Jusqu’à récemment, on retrouvait aussi sur la Place congolaise African Rainbow Minerals, la société du milliardaire Patrice Motsepe, et SacOil, un groupe en partie détenu par la famille de Dikgang Moseneke, vice-président de la Cour constitutionnelle sud-africaine. La compagnie Dig Oil possède, elle, des participations dans des concessions pétrolières dans l’est de la RD Congo. Dirigée par Andrea Brown, une femme d’affaires proche de l’ANC, elle s’était déjà fait remarquer en se lançant dans l’exploration en Centrafrique, du temps où François Bozizé était encore au pouvoir.
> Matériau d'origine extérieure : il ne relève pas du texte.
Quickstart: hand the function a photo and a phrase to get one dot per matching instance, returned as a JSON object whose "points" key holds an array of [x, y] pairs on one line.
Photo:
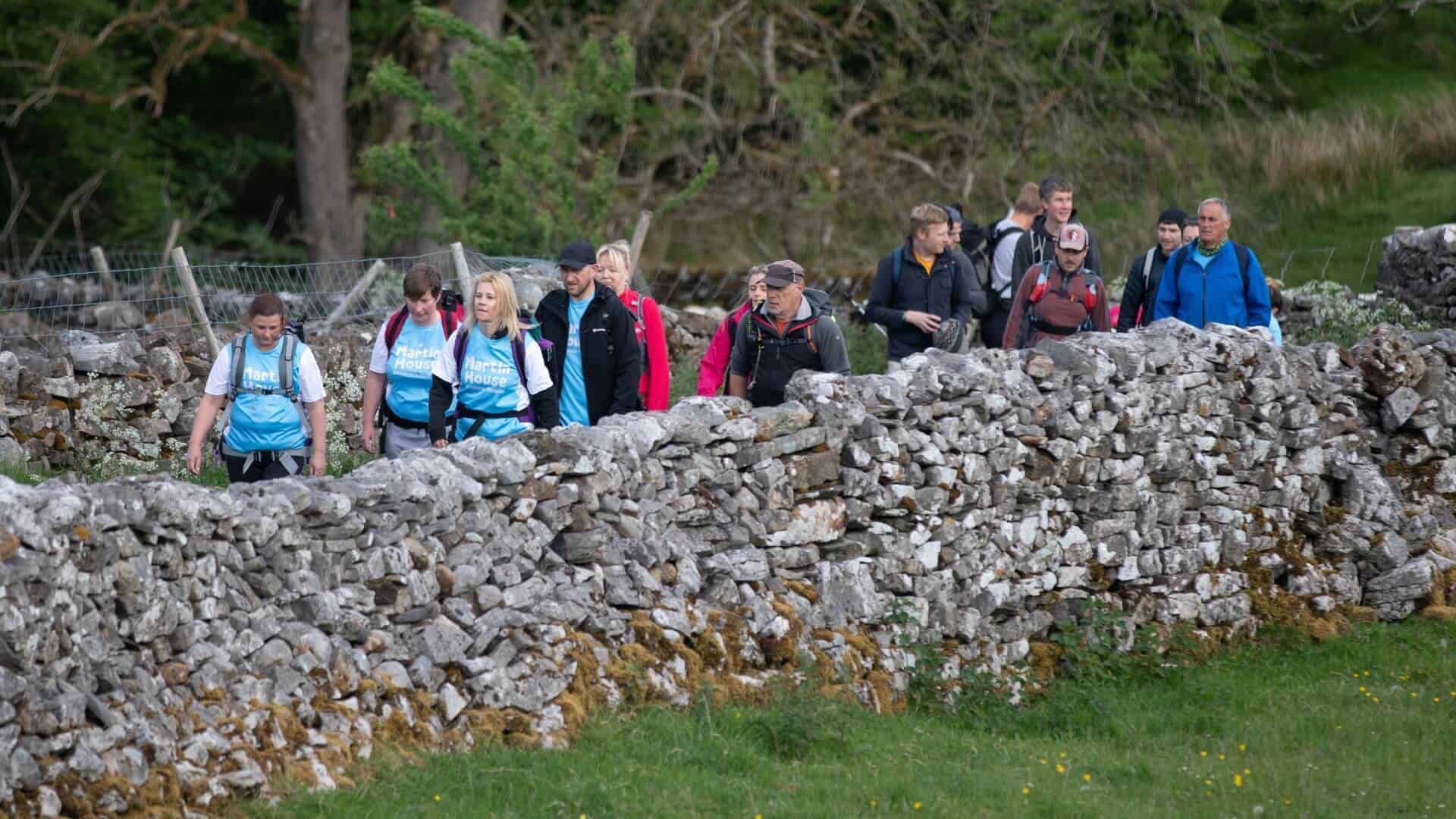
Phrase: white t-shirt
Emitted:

En janvier, alors que le président centrafricain vacillait face à la rébellion qui allait le renverser, Pretoria n’avait pas hésité à envoyer un contingent de 400 hommes pour lui prêter main-forte.
La débâcle des Sud-Africains à Bangui signifie-t-elle que la brigade d’intervention en RD Congo aura du mal à protéger Goma ? "La configuration n’a rien à voir avec celle de l’opération en Centrafrique, qui avait été précipitée et mal préparée, répond Thierry Vircoulon, directeur Afrique centrale pour International Crisis Group. En RD Congo, les Sud-Africains sont présents depuis plus d’une décennie. Ils ont une expertise." Kinshasa pourra, de toute façon, difficilement trouver meilleur rempart.